The Book Table owner's Rachel Weaver and Jason Smith inside their store on Saturday July 29, 2023 | Todd Bannor

The Book Table is celebrating 20 years as an independent bookstore in Oak Park. The local book retailer has defied stunning changes in the book business. It opened during the heyday of the big-box bookstores, standing by as the Borders’ empire, including an Oak Park store, crumbled. As the world shifted to online sellers, the Book Table held on, even weathering the storm of COVID-19 restrictions, which dealt a fatal blow to many businesses.

 The Book Table is small in scale but mighty in its community presence.

“The store has grown and changed in ways we never expected, but in good ways,” said co-owner Rachel Weaver. “It’s been a great 20 years.” 

Weaver co-owns the store with her husband, Jason Smith, whom she married two years before they opened the Book Table. The two met while working at an independent bookstore, both having previously worked at other independent bookstores, so it felt natural that they would open one of their own. They first attempted to set up shop in Chicago but were unlucky in that endeavor. 

“No one would give us the time of day,” Weaver recalled. “We were these snot-nosed kids who wanted to open a store, selling a sort of dinosaur legacy product.”

So, they set their sights on Oak Park, a place that appealed to them for its proximity to Dominican University and for being a short train ride away from the University of Illinois Chicago. The village had a lot of scholars and professors as residents, Weaver said; the type of people who would appreciate an independent bookstore. 

Like many other Oak Park storefronts, their location, 1045 Lake St., was being leased by David King & Associates. And unlike their experience with real estate agents in Chicago, Weaver said King immediately returned their call. He didn’t immediately want to take them on as clients, however. Oak Park, at the time, already had a Barbara’s Bookstore and a Borders on Lake Street. 

“I thought they were crazy and didn’t want to rent to them, but over a period of time, they were relentless with me,” King said. “Finally, we took a chance on them,” said King referring both to himself and Mike Fox, a large commercial building owner in Downtown Oak Park. 

Both the other bookstores ended up closing, but the Book Table prevailed, becoming a part of the fabric of the Oak Park community. Weaver and Smith live in the village too, about a block away from their shop, in a condominium sold to them by their sales representative from publisher Penguin Random House. 

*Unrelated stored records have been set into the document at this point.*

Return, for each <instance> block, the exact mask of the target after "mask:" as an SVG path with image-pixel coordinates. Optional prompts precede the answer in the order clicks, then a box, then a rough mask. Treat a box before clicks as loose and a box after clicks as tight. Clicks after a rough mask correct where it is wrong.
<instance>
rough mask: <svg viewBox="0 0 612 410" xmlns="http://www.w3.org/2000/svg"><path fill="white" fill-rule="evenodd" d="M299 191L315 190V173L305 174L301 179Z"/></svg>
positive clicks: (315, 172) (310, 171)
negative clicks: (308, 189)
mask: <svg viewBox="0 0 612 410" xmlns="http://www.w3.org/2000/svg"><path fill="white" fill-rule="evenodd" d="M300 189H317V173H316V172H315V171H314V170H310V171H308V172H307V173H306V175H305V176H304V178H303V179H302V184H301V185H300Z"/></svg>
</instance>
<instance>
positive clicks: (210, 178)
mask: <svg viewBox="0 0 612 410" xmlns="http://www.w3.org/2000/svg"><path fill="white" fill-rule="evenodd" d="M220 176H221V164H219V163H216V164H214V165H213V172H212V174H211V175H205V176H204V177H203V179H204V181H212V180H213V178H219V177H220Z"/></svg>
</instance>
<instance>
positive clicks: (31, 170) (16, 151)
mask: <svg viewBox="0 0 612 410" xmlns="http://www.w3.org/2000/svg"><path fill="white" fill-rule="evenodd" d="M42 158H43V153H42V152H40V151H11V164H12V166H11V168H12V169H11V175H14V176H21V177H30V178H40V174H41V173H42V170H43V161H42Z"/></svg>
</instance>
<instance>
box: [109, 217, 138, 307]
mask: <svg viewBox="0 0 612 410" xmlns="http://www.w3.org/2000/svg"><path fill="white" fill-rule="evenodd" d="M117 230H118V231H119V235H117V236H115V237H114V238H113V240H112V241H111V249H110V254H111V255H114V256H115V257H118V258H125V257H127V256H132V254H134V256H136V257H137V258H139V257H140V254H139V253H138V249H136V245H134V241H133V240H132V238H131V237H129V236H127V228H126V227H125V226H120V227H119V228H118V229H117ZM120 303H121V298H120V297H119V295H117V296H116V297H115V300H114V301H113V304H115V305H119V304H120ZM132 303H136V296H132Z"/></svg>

For their first few years in business, Weaver and Smith were the shop’s sole employees. After a while, their staff grew, with a part-timer and then a full-time employee. Now, the shop has seven employees, all of whom were full-time up until recently when one asked for a reduction in hours. Their employees have spent years working at the shop and that loyalty has kept turnover low, which Weaver called “wonderful.”

The Book Table managed to keep all employees on the payroll throughout COVID-19, despite the economic hardship facing local businesses due to restrictions that forced shops to temporarily cease operations. At one point during the pandemic, the Book Table was under such financial strain, its future looked uncertain. Weaver and Smith launched a GoFundMe in 2021, calling on the community for help. The campaign raised $93,000 of its $250,000 goal in its first day. 

“We cried a lot; we were so overwhelmed by the love and support from our customers,” Weaver said.

From the beginning, the shop has had a dedicated group of regulars, according to Weaver. One such regular is Al Gini, local author and retired business ethics professor at Loyola University Chicago. He stops by the shop once a week with the list of books he plans to read. Each trip, he talks to whomever is working – and together, they compare what they have been reading. For Gini, as both a customer and an author, what sets the Book Table apart from other bookstores is the people who work there.

“They read books,” he said. “They don’t just sell books.”

And what they have in stock is always exciting. Up front, they keep the best sellers and new releases, the stuff you’d find on the New York Times bestseller list, but elsewhere in the store, the Book Table stocks what Gini calls “the old sellers, the strange sellers and the unexpected sellers.” The Book Table even carries Gini’s books. And if they don’t have what a customer is looking for, they order it – and within a couple of days, the title is available for pick up at the store.

“The bookstore is a little mini adventure, an intellectual exercise, a chance to find something new,” said Gini.